3. Regulation varies widely around the world. 4. Poor countries tend to impose heavier regulation on business. Heavier regulation raises costs, invites corruption, and lowers productivity. 5. Rich countries regulate business less and engage in ongoing regulatory reform. 6. Developed countries engage in continuous regulatory reform to improve the business environment.
IV. The Metrolink Train Accident – What is it about? This case involves a collision between a Metrolink commuter train and a Union Pacific freight train near Los Angeles. 24 passengers and the engineer of the commuter train were killed. Soon after, California’s two U.S. senators pushed a bill through Congress requiring enormously expensive equipment to automatically control trains. This equipment increases safety, but its costs far exceed its benefits. The main question raised by the case is whether the regulation is worth it. According to the benefit-cost calculations of regulators it is not.
1. What were the causes of the Metrolink accident?
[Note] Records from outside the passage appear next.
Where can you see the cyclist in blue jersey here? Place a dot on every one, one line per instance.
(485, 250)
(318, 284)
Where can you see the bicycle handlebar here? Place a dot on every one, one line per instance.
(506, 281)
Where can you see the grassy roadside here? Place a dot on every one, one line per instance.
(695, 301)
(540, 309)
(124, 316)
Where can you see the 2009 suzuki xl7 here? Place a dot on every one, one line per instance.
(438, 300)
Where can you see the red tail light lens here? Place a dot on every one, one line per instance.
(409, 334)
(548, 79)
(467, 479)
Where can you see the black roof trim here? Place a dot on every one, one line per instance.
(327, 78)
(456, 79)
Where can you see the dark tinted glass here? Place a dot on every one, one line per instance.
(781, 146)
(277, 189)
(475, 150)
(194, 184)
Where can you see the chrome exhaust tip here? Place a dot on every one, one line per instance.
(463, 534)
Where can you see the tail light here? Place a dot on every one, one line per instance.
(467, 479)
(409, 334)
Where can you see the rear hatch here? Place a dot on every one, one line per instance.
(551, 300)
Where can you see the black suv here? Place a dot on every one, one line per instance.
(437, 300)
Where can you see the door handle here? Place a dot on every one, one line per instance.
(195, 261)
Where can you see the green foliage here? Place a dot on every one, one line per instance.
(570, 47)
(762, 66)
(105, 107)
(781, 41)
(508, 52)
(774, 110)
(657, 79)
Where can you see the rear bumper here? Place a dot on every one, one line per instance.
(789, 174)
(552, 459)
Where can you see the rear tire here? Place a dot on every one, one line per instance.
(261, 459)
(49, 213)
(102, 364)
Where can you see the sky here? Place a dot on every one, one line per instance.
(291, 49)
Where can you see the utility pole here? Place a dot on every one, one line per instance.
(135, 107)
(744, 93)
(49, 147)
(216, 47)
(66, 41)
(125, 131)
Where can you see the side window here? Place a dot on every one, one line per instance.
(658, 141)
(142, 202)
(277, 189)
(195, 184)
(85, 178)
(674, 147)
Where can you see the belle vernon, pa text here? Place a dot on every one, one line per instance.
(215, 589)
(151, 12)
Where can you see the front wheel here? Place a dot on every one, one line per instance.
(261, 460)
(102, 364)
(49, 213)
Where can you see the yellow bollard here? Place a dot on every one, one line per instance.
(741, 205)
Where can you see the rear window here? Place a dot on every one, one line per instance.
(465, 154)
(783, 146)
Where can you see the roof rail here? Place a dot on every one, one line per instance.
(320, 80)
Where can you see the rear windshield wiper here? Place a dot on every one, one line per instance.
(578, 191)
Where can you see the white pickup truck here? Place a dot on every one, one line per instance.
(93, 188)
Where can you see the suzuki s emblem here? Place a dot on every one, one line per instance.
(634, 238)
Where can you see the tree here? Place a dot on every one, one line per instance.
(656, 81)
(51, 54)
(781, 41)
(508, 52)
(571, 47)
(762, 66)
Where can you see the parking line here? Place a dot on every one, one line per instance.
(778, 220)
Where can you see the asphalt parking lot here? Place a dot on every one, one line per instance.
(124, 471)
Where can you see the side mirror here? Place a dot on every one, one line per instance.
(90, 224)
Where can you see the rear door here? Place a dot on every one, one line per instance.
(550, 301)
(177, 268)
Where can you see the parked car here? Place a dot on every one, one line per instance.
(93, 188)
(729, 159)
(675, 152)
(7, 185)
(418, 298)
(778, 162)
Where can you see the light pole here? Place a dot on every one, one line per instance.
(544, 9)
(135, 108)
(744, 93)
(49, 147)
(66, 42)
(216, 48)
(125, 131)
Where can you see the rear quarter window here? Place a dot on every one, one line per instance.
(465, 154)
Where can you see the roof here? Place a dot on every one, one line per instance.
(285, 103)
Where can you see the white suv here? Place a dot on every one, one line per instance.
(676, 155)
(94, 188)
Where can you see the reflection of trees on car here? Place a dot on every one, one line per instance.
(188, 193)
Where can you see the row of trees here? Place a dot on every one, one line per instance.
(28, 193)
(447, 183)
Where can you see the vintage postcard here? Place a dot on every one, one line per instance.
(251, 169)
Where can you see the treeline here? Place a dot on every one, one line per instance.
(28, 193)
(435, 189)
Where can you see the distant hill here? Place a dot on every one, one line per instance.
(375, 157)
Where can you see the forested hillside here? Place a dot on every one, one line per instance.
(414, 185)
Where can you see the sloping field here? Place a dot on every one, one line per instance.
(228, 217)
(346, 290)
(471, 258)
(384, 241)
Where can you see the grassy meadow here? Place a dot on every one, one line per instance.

The Metrolink engineer was distracted by texting. According to the National Transportation Safety Board, the “probable cause” of the collision was “failure of the Metrolink engineer to observe and appropriately respond to the red signal . . . because he was engaged in prohibited use of a wireless device . . . that distracted him from his duties.” The NTSB also found that “lack of a positive train control system” was a “contributing” factor. If such a system had existed, it would have stopped the train at the red light, allowing the Union Pacific freight train to switch off on the siding.